3. Aux termes de l'article L. 423-22 du code de l'entrée et du séjour des étrangers et du droit d'asile, dans sa rédaction applicable à la date de l'arrêté en litige : " Dans l'année qui suit son dix-huitième anniversaire ou s'il entre dans les prévisions de l'article L. 421-35, l'étranger qui a été confié au service de l'aide sociale à l'enfance au plus tard le jour de ses seize ans se voit délivrer une carte de séjour temporaire portant la mention " vie privée et familiale " d'une durée d'un an, sans que soit opposable la condition prévue à l'article L. 412-1. / Cette carte est délivrée sous réserve du caractère réel et sérieux du suivi de la formation qui lui a été prescrite, de la nature des liens de l'étranger avec sa famille restée dans son pays d'origine et de l'avis de la structure d'accueil sur son insertion dans la société française ".
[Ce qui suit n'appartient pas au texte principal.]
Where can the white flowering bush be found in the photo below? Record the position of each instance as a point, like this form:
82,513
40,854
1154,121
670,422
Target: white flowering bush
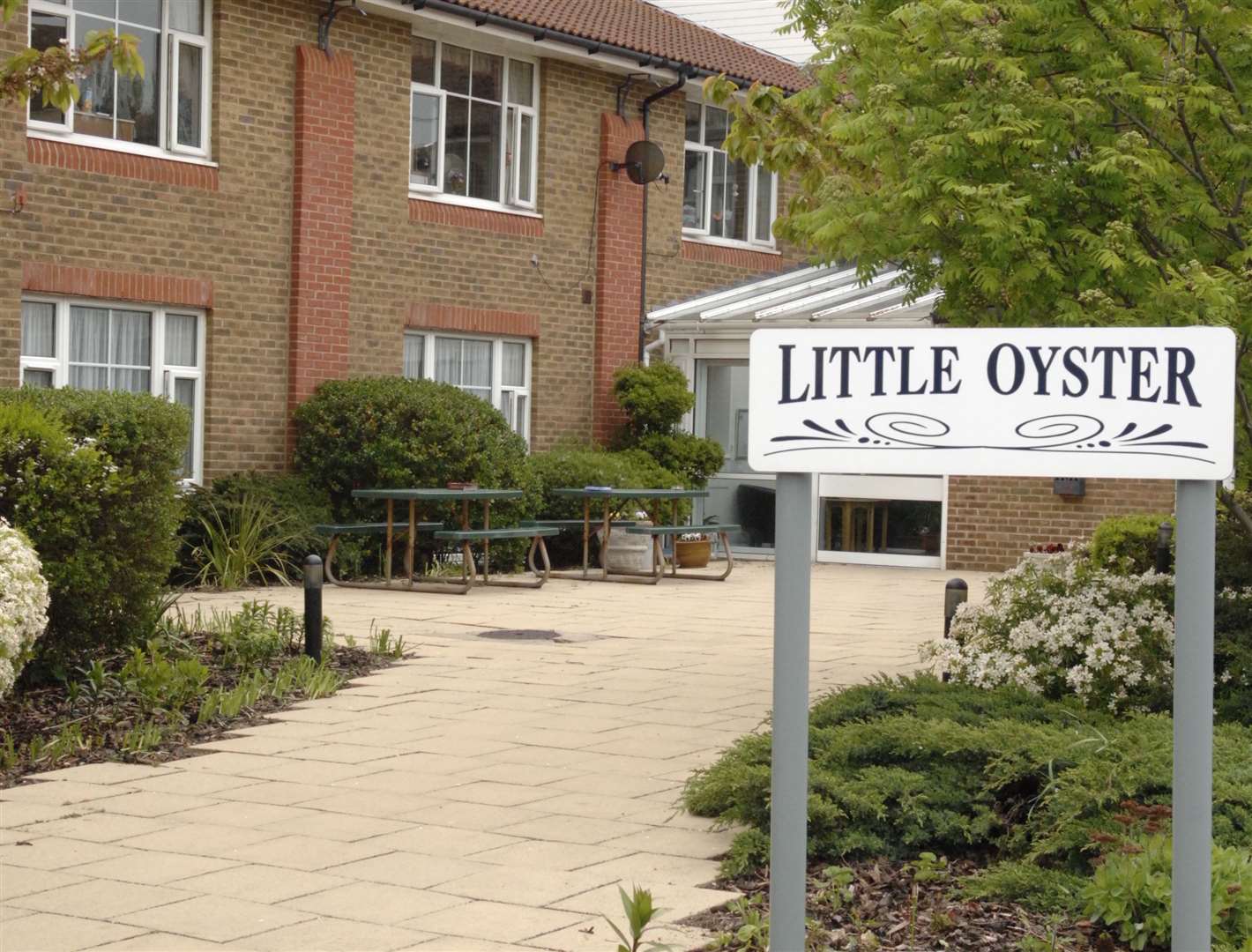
23,603
1063,626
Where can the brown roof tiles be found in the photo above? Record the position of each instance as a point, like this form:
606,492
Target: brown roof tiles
646,29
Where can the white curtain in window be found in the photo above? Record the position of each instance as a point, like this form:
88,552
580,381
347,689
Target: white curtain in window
513,366
181,339
447,361
187,17
414,346
38,329
131,351
89,344
476,368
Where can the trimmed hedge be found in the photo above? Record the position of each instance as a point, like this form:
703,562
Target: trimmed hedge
386,432
897,767
92,478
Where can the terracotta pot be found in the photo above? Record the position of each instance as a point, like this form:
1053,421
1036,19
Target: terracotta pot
692,554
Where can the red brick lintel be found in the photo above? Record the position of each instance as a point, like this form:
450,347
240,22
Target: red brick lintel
734,257
128,166
473,321
503,223
45,278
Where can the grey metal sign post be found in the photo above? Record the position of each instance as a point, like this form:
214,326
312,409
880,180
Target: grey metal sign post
1099,402
1193,717
789,792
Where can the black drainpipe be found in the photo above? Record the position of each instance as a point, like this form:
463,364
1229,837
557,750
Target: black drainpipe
684,74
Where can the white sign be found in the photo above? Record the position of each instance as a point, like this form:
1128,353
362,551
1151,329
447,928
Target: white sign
1094,402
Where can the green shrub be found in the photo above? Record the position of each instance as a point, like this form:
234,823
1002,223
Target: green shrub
1127,545
903,766
388,432
655,397
90,477
288,499
1132,892
692,458
571,465
1036,887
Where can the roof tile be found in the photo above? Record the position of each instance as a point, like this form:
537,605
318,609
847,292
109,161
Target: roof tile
644,27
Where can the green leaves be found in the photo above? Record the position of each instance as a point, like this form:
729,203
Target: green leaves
51,73
1005,139
640,913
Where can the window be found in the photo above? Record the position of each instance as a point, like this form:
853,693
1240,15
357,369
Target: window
99,346
474,124
723,197
496,369
163,112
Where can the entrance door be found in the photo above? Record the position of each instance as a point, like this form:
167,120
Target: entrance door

4. Lorsqu'il examine une demande de titre de séjour de plein droit portant la mention " vie privée et familiale ", présentée sur le fondement de ces dispositions, le préfet vérifie tout d'abord que l'étranger est dans l'année qui suit son dix-huitième anniversaire ou entre dans les prévisions de l'article L. 421-35 du code de l'entrée et du séjour des étrangers et du droit d'asile, que sa présence en France ne constitue pas une menace pour l'ordre public et qu'il a été confié, depuis qu'il a atteint au plus l'âge de seize ans, au service de l'aide sociale à l'enfance. Si ces conditions sont remplies, il ne peut alors refuser la délivrance du titre qu'en raison de la situation de l'intéressé appréciée de façon globale au regard du caractère réel et sérieux du suivi de sa formation, de la nature de ses liens avec la famille restée dans le pays d'origine et de l'avis de la structure d'accueil sur l'insertion de cet étranger dans la société française. Le juge de l'excès de pouvoir exerce sur cette appréciation un entier contrôle.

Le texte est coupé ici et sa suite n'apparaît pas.